Session: On Hierarchical Optimization, Games, and Federated Learning
Chair: Farzad Yousefian
Cluster: Multi-agent Optimization and Games
Talk 1: Modelling the non-stationarity of capacity in continual learning
Speaker: Krishnan Raghavan
Abstract: Continual learning is the problem of learning on a sequence of tasks and the core issue in this domain is that of balancing catastrophic forgetting of prior knowledge with generalization over new tasks, known as the stability-plasticity dilemma. This work introduces CL's effective model capacity~(CLEMC) to theoretically formalize how this balance depends on the neural network (NN), the tasks, and the optimization procedure. In this talk, we demonstrate that CLEMC, and thus the balance point, is non-stationary and the interplay between tasks, neural network and the optimization procedure is an evolving dynamical game. We discuss the use of optimal control techniques to model this dynamical game and study the evolution of CLEMC. We hypothesize that regardless of the NN architecture and optimization method, the network's ability to represent new tasks diminishes if the new tasks' data distributions differ significantly from previous ones, i.e. the Nash equilibrium becomes more and more difficult to find. We cement this hypothesis theoretically and then using various NNs, from small feed-forward and convolutional networks to transformer-based language models with millions of parameters (8M and 134M).

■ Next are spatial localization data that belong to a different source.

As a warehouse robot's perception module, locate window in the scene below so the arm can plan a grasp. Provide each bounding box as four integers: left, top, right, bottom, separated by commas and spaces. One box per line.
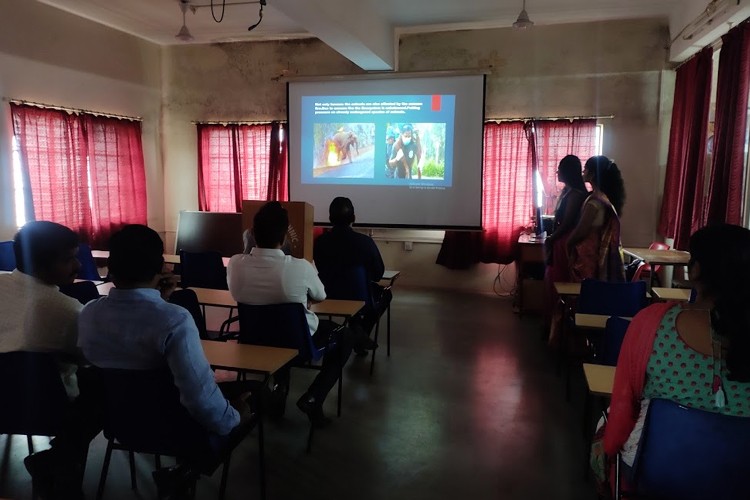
13, 135, 28, 228
11, 103, 146, 248
198, 122, 286, 212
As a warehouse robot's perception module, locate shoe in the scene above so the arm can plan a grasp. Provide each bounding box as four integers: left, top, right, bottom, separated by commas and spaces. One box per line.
353, 335, 378, 356
23, 449, 84, 500
297, 394, 332, 429
151, 464, 198, 500
23, 450, 54, 499
353, 347, 367, 357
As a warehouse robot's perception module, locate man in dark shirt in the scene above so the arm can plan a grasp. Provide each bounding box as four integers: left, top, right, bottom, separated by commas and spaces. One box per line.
313, 196, 390, 354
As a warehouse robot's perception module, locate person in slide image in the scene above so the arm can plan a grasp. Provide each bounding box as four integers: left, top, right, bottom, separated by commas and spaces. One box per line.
388, 123, 422, 179
385, 127, 396, 179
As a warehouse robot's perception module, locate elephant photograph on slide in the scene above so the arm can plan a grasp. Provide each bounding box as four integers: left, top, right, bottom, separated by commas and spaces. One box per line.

Talk 2: Federated Simple Bilevel Optimization: A Universal Regularized Scheme with Guarantees
Speaker: Yuyang Qiu
Abstract: We study a class of bilevel federated learning (FL) problem, where clients cooperatively seek to find among multiple optimal solutions of a primary distributed learning problem, a solution that minimizes a secondary distributed global loss function. This problem has attracted increasing attention in machine learning, in particular, in over-parameterized learning and hyperparameter optimization. Despite some recent progress, communication-efficient FL methods equipped with complexity guarantees for resolving this problem are primarily absent. Motivated by this lacuna, we propose a universal regularized scheme and derive promising error bounds in terms of both the lower-level and upper-level loss functions. Leveraging this unifying theory, we then enable existing FL methods, including FedAvg and SCAFFOLD, to solve the corresponding bilevel FL problem, and derive novel communication complexity guarantees for each method. Intriguingly, the universal scheme can be employed to provably enable many other state-of-the-art optimization methods to address the bilevel problem. We validate the theoretical findings on EMNIST and CIFAR-10 datasets.
Talk 3: Improved guarantees for optimal Nash equilibrium seeking and bilevel variational inequalities
Speaker: Sepideh Samadi
Abstract: We consider a class of hierarchical variational inequality (VI) problems that subsumes VI-constrained optimization and several other important problem classes including the optimal solution selection problem and the optimal Nash equilibrium (NE) seeking problem. Our main contributions are threefold. (i) We consider bilevel VIs with monotone and Lipschitz continuous mappings and devise a single-timescale iteratively regularized extragradient method, named IR-EG(m,m). We improve the existing iteration complexity results for addressing both bilevel VI and VI-constrained convex optimization problems. (ii) Under the strong monotonicity of the outer level mapping, we develop a method named IR-EG(s,m) and derive faster guarantees than those in (i). We also study the iteration complexity of this method under a constant regularization parameter. These results appear to be new for both bilevel VIs and VI-constrained optimization. (iii) To our knowledge, complexity guarantees for computing the optimal NE in nonconvex settings do not exist. Motivated by this lacuna, we consider VI-constrained nonconvex optimization problems and devise an inexactly-projected gradient method, named IPR-EG, where the projection onto the unknown set of equilibria is performed using IR-EG(s,m) with a prescribed termination criterion and an adaptive regularization parameter. We obtain new complexity guarantees in terms of a residual map and an infeasibility metric for computing a stationary point. We validate the theoretical findings using preliminary numerical experiments for computing the best and the worst Nash equilibria.